3. Stacks and Queues
Importance: These data structures are essential for implementing various algorithms, particularly for parsing and tree traversals.
Common Problems:
Valid Parentheses
Implement Queue using Stacks
Next Greater Element
Sliding Window Maximum
Tips: Understand the LIFO (Last In First Out) and FIFO (First In First Out) principles and their applications.
4. Trees and Graphs
Importance: Trees and graphs are critical for solving hierarchical and network-related problems.
Common Problems:
Binary Tree Inorder Traversal
Lowest Common Ancestor of a Binary Tree
Number of Islands
Course Schedule (Topological Sort)
Tips: Focus on traversal techniques (BFS, DFS), and be comfortable with recursive and iterative solutions.
5. Hash Tables
Importance: Hash tables provide efficient key-value pair storage, crucial for problems requiring fast lookups and inserts.
Common Problems:
Two Sum
Group Anagrams
Subarray Sum Equals K
Copy List with Random Pointer
Tips: Practice collision handling methods and understand the trade-offs of different hashing techniques.
6. Heaps
Importance: Heaps are used for implementing priority queues and are essential for various greedy algorithms and graph problems.
Common Problems:
Kth Largest Element in an Array
Merge k Sorted Lists
Top K Frequent Elements
Median Finder
Tips: Understand heap operations (insert, delete, heapify) and practice implementing both min-heaps and max-heaps.

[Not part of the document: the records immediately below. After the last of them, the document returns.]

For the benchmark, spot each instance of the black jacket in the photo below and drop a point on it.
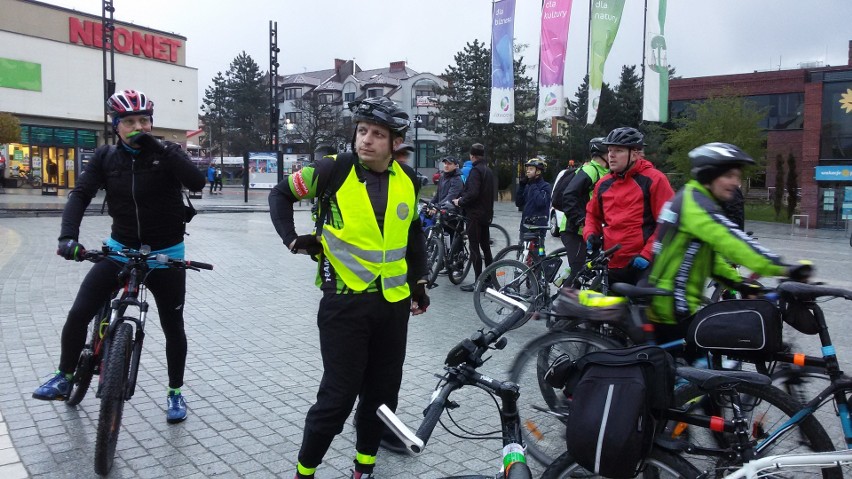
(143, 195)
(477, 197)
(450, 187)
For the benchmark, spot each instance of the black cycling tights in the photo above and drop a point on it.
(168, 286)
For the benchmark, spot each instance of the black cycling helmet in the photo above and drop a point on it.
(382, 111)
(713, 159)
(625, 136)
(129, 102)
(597, 147)
(537, 162)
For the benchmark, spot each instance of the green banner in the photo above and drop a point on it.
(606, 17)
(20, 75)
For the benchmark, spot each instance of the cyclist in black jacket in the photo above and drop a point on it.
(143, 179)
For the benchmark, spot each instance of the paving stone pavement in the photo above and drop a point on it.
(253, 365)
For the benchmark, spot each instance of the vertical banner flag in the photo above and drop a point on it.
(606, 17)
(502, 63)
(655, 105)
(555, 17)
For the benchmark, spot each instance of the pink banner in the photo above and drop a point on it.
(555, 19)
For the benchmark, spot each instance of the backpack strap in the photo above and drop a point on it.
(342, 165)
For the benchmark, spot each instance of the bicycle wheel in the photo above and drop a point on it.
(498, 237)
(660, 464)
(542, 408)
(114, 377)
(87, 363)
(458, 260)
(766, 408)
(435, 252)
(511, 278)
(509, 252)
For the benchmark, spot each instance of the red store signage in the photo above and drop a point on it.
(90, 33)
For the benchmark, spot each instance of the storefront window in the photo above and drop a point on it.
(836, 138)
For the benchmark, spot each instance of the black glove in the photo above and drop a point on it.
(70, 249)
(801, 272)
(306, 244)
(146, 142)
(419, 296)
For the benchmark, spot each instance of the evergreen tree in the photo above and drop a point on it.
(214, 107)
(465, 105)
(792, 186)
(728, 119)
(246, 106)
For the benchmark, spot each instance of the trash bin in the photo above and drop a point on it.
(49, 189)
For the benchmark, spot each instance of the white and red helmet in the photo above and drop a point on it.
(130, 102)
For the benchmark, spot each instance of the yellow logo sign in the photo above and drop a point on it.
(846, 101)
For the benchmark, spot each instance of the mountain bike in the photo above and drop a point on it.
(461, 366)
(530, 283)
(446, 247)
(117, 351)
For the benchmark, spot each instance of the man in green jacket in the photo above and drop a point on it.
(695, 241)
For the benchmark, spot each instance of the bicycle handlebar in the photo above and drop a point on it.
(142, 255)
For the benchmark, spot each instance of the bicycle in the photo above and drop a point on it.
(115, 346)
(441, 252)
(530, 284)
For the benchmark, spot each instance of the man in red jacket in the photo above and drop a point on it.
(625, 206)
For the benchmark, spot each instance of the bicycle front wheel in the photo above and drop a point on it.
(542, 408)
(767, 409)
(511, 278)
(87, 363)
(112, 397)
(660, 464)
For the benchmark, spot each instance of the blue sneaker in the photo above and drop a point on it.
(56, 388)
(176, 411)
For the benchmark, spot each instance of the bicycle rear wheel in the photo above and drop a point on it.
(511, 278)
(87, 363)
(766, 408)
(435, 252)
(660, 464)
(113, 389)
(542, 408)
(458, 260)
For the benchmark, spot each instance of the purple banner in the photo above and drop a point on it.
(502, 63)
(555, 19)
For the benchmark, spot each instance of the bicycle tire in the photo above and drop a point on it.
(458, 259)
(113, 389)
(543, 408)
(766, 407)
(513, 279)
(509, 252)
(86, 364)
(435, 252)
(498, 237)
(660, 464)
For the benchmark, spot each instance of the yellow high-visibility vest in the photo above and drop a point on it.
(359, 251)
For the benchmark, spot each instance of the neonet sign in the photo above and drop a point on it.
(149, 45)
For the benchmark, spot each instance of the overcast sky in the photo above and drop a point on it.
(709, 37)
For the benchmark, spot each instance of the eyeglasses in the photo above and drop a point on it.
(131, 122)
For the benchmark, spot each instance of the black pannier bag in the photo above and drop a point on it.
(745, 328)
(616, 400)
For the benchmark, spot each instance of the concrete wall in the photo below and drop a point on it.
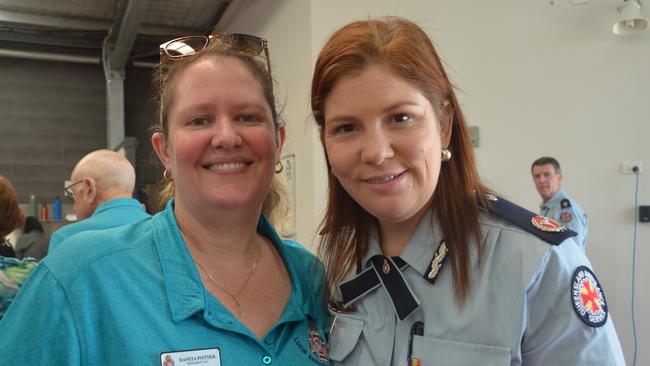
(54, 113)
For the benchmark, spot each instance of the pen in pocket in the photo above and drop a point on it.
(416, 329)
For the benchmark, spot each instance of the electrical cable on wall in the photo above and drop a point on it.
(636, 219)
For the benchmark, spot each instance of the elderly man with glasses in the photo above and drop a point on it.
(101, 189)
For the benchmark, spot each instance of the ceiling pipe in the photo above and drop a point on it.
(58, 57)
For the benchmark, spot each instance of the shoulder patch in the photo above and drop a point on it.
(588, 298)
(542, 227)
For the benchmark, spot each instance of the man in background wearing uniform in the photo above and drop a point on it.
(556, 204)
(101, 188)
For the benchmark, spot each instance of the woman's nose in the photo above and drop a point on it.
(376, 147)
(225, 135)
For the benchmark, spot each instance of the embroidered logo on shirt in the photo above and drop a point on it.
(588, 297)
(546, 224)
(317, 344)
(204, 357)
(565, 203)
(565, 217)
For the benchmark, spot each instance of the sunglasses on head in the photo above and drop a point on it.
(245, 44)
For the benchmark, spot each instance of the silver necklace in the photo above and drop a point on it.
(235, 296)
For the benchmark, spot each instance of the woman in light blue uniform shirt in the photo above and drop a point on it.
(425, 266)
(206, 281)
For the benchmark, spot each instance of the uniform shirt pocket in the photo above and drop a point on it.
(344, 336)
(435, 351)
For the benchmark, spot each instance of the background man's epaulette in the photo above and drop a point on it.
(542, 227)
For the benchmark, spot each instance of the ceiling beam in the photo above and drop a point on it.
(9, 17)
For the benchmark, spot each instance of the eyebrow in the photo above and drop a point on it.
(351, 118)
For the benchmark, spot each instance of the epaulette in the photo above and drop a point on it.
(542, 227)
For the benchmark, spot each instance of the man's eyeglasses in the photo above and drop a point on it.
(245, 44)
(68, 192)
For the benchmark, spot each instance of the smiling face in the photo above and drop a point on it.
(384, 143)
(222, 145)
(547, 181)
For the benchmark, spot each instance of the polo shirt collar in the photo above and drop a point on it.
(116, 202)
(185, 291)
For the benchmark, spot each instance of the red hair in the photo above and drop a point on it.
(405, 48)
(11, 216)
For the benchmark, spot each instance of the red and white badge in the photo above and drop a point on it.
(545, 224)
(588, 297)
(317, 344)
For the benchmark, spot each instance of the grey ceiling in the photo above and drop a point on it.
(79, 27)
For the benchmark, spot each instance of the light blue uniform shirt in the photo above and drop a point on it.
(567, 212)
(518, 312)
(110, 214)
(138, 294)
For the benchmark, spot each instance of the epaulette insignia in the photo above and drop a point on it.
(545, 224)
(544, 228)
(565, 217)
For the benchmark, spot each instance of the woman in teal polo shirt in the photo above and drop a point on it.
(208, 280)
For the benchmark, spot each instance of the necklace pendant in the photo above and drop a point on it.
(238, 308)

7. Sorting and Searching Algorithms
Importance: Efficient sorting and searching are foundational for optimizing other algorithms.
Common Problems:
Binary Search
Merge Sort
Quick Sort
Search in Rotated Sorted Array
Tips: Master binary search variations and understand the time complexity and stability of different sorting algorithms.
8. Dynamic Programming
Importance: Dynamic programming (DP) is crucial for solving optimization problems by breaking them down into simpler subproblems.
Common Problems:
Climbing Stairs
Longest Increasing Subsequence
0/1 Knapsack Problem
Edit Distance
Tips: Focus on identifying overlapping subproblems and optimal substructure properties, and practice memoization and tabulation techniques.
9. Backtracking
Importance: Backtracking is essential for solving combinatorial problems by exploring all possible solutions.
Common Problems:
Subsets
Permutations
Combination Sum
N-Queens Problem
Tips: Understand the concept of backtracking with pruning to avoid unnecessary computations and ensure efficiency.
10. Bit Manipulation
Importance: Bit manipulation is used for optimizing space and time complexity in various algorithms.
Common Problems:
Single Number
Reverse Bits
Counting Bits
Missing Number
Tips: Get comfortable with bitwise operations (AND, OR, XOR, NOT) and practice problems that require bit-level manipulation.